I've noticed something lately. I always want every new year to be a better me. Every year I set goals for myself that I honestly never achieve and that's due to many factors. What I've finally realized is that real change isn't always a completely new start.
Re-starting something from scratch is not always a bad idea: sometimes things just aren't working out, and you need to evaluate not only yourself, but the relationships you have with everything and everyone. Sometimes though, it just needs more work. Sometimes starting over isn't the change you need in the New Year, sometimes it's looking at what you have, and finally accepting it (like your beauty), or fixing relationships you're lax on (professional, maybe?). The trick, at least for me, is knowing the difference between starting over and re-evaluation, especially because on paper they're not that different.

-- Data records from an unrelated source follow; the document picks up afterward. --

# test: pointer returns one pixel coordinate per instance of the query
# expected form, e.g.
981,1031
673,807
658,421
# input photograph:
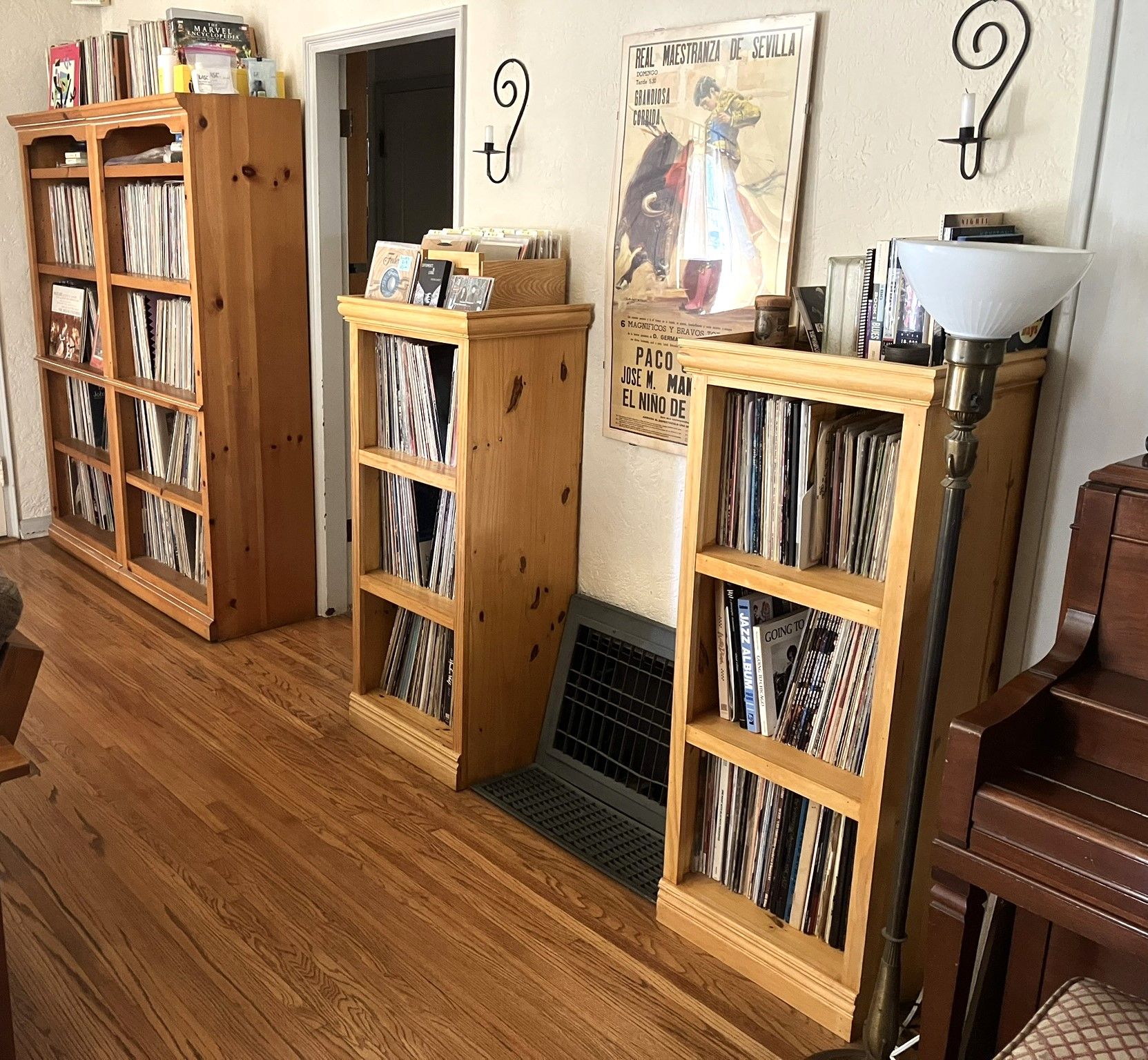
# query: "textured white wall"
27,29
886,88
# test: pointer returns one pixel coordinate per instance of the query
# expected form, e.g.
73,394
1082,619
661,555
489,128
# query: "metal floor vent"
597,786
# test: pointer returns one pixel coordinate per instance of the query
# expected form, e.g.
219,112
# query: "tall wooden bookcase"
521,381
833,985
242,175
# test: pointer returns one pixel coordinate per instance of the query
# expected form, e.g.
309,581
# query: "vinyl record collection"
829,696
86,413
418,533
800,676
162,339
175,537
784,852
419,665
169,444
72,237
805,482
414,417
155,228
92,495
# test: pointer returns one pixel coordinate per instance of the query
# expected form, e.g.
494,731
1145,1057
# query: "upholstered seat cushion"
1084,1019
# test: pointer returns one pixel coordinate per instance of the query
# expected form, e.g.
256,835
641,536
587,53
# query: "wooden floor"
209,862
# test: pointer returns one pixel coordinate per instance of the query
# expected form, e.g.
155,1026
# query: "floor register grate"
597,786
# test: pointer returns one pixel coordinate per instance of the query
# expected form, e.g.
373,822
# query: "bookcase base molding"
829,983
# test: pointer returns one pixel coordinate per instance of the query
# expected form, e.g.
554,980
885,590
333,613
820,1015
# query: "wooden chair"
1045,794
20,663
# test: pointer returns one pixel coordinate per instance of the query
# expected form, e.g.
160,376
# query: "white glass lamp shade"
990,291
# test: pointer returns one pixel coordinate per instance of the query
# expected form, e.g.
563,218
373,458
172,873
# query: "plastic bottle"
166,70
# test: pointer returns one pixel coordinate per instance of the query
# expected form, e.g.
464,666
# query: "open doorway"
384,135
400,130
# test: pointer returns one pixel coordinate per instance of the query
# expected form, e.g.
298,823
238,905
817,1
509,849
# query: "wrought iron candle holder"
511,88
974,135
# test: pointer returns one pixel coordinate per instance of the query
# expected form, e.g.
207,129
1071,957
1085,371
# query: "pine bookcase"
521,381
828,985
242,176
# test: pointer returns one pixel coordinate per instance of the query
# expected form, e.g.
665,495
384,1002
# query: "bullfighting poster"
706,178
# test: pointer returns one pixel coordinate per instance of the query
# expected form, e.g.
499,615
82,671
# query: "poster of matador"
706,178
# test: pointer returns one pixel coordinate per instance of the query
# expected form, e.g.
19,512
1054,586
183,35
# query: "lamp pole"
973,365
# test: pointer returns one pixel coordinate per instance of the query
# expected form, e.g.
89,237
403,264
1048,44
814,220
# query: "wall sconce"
971,132
488,147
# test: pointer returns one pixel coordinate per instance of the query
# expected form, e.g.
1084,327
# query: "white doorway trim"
327,257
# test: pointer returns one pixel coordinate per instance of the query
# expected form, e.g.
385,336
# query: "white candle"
968,110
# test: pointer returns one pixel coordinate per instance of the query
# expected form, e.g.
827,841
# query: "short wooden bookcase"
833,985
242,176
521,379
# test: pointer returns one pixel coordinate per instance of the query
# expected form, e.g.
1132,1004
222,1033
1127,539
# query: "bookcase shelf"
152,170
439,475
772,760
519,384
828,985
824,587
247,303
85,453
59,173
156,285
66,272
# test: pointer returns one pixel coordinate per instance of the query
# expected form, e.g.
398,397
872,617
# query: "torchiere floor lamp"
981,294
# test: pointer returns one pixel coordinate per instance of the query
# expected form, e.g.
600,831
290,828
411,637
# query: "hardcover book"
393,271
431,286
237,38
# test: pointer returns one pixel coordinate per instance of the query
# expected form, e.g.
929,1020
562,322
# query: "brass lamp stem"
973,365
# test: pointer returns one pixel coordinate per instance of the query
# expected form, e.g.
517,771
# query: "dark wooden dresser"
1045,794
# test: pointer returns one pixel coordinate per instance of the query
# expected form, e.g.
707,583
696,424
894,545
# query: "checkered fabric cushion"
1084,1019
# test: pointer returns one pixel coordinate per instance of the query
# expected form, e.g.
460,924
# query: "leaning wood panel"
242,179
729,926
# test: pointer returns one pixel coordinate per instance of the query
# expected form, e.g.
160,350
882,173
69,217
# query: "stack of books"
74,326
72,237
870,304
162,339
417,398
418,533
92,495
828,700
155,228
169,444
86,412
175,538
419,665
806,482
758,639
784,852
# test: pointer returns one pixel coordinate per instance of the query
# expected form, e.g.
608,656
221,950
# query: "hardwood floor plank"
209,862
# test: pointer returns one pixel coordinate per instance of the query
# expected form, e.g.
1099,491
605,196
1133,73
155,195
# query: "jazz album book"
431,286
394,268
469,294
64,75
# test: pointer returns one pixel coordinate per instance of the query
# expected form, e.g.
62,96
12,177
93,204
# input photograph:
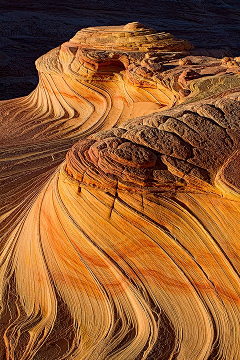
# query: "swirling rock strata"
128,249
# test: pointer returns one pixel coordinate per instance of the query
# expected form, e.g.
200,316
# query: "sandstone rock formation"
129,248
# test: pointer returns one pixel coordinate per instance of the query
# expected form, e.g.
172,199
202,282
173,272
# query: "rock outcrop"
128,249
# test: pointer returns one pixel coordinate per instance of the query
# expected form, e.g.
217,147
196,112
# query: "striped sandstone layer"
129,248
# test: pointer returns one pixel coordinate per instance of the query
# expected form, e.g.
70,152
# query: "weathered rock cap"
133,36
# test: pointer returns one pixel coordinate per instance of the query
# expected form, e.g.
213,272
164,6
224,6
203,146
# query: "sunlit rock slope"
128,248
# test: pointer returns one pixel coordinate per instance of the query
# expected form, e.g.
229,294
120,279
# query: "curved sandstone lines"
82,89
131,235
129,249
89,83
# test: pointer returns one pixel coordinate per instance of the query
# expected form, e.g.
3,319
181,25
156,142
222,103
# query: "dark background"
29,29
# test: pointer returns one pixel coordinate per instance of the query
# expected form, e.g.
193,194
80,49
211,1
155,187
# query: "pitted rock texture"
129,248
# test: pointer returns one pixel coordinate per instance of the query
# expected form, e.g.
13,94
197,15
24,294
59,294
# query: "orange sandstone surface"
120,207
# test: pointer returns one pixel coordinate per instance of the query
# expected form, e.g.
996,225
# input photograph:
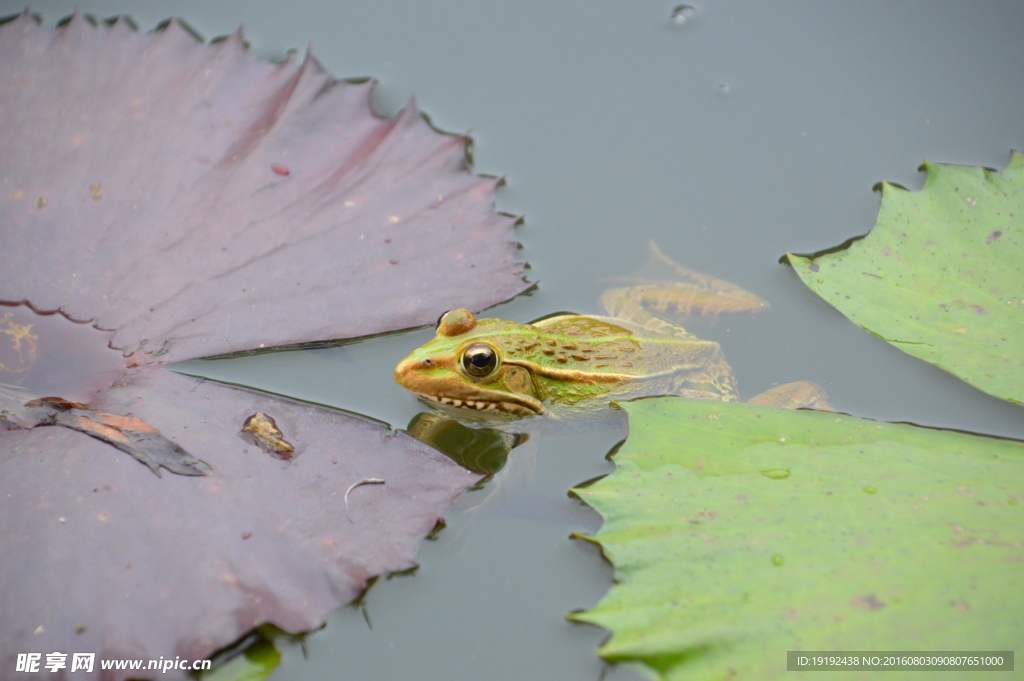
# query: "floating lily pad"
189,200
941,275
739,533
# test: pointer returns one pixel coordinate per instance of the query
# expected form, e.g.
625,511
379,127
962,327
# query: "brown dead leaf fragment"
266,433
194,201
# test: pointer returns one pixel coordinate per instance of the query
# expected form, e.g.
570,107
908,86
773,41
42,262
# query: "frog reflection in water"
574,364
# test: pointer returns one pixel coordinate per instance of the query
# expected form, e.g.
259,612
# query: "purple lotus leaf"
188,200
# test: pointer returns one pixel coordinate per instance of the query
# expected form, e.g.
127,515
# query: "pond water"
743,131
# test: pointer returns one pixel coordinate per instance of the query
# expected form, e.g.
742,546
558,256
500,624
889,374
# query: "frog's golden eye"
479,359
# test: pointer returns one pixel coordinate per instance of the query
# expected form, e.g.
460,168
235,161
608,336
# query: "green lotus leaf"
941,275
739,533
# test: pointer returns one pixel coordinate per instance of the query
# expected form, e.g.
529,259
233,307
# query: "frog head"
470,367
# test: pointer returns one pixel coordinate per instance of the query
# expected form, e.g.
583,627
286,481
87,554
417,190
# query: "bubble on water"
682,14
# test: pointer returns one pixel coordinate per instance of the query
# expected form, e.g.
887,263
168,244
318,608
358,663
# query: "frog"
577,364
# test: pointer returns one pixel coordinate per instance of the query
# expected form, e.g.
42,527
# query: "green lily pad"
739,533
941,275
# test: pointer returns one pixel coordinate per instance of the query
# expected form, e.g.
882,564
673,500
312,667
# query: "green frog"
574,363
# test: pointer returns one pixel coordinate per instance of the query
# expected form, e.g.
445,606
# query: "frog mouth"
521,406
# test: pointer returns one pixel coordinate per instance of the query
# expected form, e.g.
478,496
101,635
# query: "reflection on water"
480,450
49,354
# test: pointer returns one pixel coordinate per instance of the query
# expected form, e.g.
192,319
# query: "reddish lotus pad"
161,566
195,202
142,187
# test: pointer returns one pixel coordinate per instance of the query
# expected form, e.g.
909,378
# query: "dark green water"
752,129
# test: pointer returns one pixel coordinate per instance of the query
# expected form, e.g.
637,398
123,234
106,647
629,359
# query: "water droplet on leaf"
681,14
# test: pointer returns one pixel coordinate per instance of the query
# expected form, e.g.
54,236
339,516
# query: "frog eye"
479,359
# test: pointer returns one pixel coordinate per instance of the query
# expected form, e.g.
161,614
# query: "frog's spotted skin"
559,362
493,367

I believe the difference stems into the other. If you're trying to physically be a new person in 2017, lose those extra thirty pounds even, I believe you need to be on a solid two feet with the person you are now to transition healthily: losing weight should come from wanting to mold the body you have, not erasing it completely, especially because at the end of the day it was your body that lifted you out of bed, showered you, and took you out into the world, and even protected you.
There isn't any shame in not even trying anything for "new year new me", either. If there isn't anything you feel you need a fresh start for, even better. At the end of the day, bettering your person should be the end goal.